Here's an issue I ran into on this MathOverflow thread: https://mathoverflow.net/questions/18787/montagues-reflection-principle-and-compactness-theorem/18804#18804
Likewise, see Joel David Hamkins's answer here: https://mathoverflow.net/questions/15685/is-it-necessary-that-model-of-theory-is-a-set/15713#15713
A final subtle point, which I hesitate to mention because it can be confusing even to experts, is that it is a theorem that every model M of ZFC has an object m inside it which M believes to be a first order structure in the language of set theory, and if we look at m from outside M, and view it as a structure of its own, then m is a model of full ZFC.
In short: we can prove using Levy Reflection that for any model M of ZFC, some element of M satisfies ZFC (although the model may not believe that the structure does). But this seems like a problem for the axiom of foundation: can't we construct a downward chain of membership composed of the first model, the model which is an element of that model, and so on?

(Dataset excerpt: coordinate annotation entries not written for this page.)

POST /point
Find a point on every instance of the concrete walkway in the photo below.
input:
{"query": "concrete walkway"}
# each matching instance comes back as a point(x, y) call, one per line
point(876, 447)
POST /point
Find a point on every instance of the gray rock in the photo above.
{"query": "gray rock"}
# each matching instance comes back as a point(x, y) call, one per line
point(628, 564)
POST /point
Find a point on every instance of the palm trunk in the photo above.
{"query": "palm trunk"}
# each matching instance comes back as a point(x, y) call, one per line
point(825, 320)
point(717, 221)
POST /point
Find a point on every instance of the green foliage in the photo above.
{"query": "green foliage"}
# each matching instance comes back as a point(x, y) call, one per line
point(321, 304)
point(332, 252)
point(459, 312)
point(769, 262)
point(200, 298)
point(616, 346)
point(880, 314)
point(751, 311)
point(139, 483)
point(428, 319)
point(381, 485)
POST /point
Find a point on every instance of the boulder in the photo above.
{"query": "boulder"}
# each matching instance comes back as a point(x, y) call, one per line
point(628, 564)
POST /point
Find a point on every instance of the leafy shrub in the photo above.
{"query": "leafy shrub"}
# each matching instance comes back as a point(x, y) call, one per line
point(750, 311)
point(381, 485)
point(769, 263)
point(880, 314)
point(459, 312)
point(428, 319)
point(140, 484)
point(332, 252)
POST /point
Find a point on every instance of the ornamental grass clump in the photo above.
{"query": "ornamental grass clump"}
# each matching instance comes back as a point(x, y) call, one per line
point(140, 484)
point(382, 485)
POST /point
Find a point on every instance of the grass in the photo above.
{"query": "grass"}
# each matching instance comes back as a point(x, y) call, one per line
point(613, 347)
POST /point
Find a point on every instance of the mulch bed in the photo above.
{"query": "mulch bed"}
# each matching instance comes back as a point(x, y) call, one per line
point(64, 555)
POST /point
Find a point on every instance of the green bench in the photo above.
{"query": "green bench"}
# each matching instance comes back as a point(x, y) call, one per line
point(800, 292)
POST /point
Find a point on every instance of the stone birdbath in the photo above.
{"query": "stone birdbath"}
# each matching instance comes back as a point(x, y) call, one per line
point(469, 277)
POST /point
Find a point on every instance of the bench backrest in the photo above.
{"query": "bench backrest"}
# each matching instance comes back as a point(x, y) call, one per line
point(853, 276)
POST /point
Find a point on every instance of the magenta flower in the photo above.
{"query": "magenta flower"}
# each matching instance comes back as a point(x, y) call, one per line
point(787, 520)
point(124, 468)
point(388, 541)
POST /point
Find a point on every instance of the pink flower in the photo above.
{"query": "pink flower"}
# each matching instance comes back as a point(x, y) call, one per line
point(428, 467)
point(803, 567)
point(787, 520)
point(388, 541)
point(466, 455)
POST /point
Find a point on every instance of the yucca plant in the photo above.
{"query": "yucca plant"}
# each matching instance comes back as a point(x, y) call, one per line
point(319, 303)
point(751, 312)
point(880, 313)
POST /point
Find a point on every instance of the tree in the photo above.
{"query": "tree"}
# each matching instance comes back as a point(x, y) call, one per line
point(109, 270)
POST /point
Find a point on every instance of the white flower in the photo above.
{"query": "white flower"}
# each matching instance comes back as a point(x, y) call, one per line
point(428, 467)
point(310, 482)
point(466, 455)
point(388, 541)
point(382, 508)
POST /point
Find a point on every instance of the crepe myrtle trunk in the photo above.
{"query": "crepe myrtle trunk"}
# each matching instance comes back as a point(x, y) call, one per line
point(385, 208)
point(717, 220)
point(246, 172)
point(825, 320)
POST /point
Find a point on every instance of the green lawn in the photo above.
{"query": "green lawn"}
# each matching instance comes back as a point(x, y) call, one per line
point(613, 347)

The only idea I've come up with is that somehow the descending chain of these submodels is not an element of the starting model M. But it's not clear to me why we couldn't guarantee that it is, by taking some sufficiently expansive initial model like the Von Neumann Universe. Is there a principle reason that the downward chain would not be a member of the universe? Or is there another way of resolving the issue that I've missed?
No, it doesn't. The quick slogan is "tables, chairs, and beer mugs" - when we speak of a model of set theory (within an ambeint model $M$), the membership relation of that model need have nothing to do with actual membership (in the sense of $M$), so "$a\in^b b\in^MM$" doesn't let us conclude anything about whether $a\in^Mb$ or not.
More explicitly: when we say that $M$ contains an $\{\in\}$-structure (a model of set theory or otherwise) such that [stuff], all we mean is that there is some $a\in M$ such that $M$ thinks "$a$ is an ordered pair $(x, e)$, where $e$ is a binary relation on $x$ and $x$ is nonempty" (nonemptiness is only an issue since the semantics of first-order logic rules out empty structures) such that [stuff].$^*$ Now $a$, as a structure, may itself "contain a structure" in the sense that there may be some $b\in^M x$ such that according to $a$, $b$ is an ordered pair $(y, f)$ where $f$ is a binary relation on $y$ and $y\not=\emptyset$. But note that since $a$'s membership relation is $e$, from the perspective of $M$ (and $\in^M$) $b$ might not look anything like what $a$ thinks $b$ looks like.
For example, take $M$ to be $V$ for simplicity; then for any countably infinite $\{\in\}$-structure $\mathfrak{S}$ and any countably infinite set $A$, there is a binary relation $E\subseteq A^2$ such that $(A, E)\cong\mathfrak{S}$. But of course $E$ need look nothing at all like $\in$.
For a more concrete example - again, working in $V$ for simplicity - let $x=\{\emptyset\}$ and $e=\{\{\{\emptyset\}\}\}$. Then:
In $V$, $x$ is nonempty and $e$ is a set of ordered pairs of elements of $x$ (specifically, $e=\{\langle \emptyset,\emptyset\rangle\}$).
This means that $a:=(x,e)$ is an $\{\in\}$-structure.
In the sense of $a$, we have that $\emptyset$ (by which I mean, and will continue to mean, $\emptyset^V$) is an ordered pair whose left coordinate, $\emptyset$, is nonempty (it has precisely one element, namely itself) and whose right coordinate, $\emptyset$, is a set of ordered pairs of elements of the left coordinate (it consists of a single ordered pair, saying that $\emptyset$ is related to $\emptyset$).
We can repeat this analysis, and show that in the sense of $a$ it is the case that in the sense of $\emptyset$ it is the case that $\emptyset$ is an $\{\in\}$-structure. Note that in the sense of $a$, $\emptyset$ is an element of $\emptyset$.
However, in the sense of $V$ the set $\emptyset$ is certainly not an $\{\in\}$-structure at all, let alone one that contains a further $\{\in\}$-structure, let alone one which contains itself as a further $\{\in\}$-structure.
$^*$This isn't quite the right general approach, since we will usually want the ability to distinguish between different binary relation symbols, but this restrictive approach is sufficient for the current question and is easier to think about.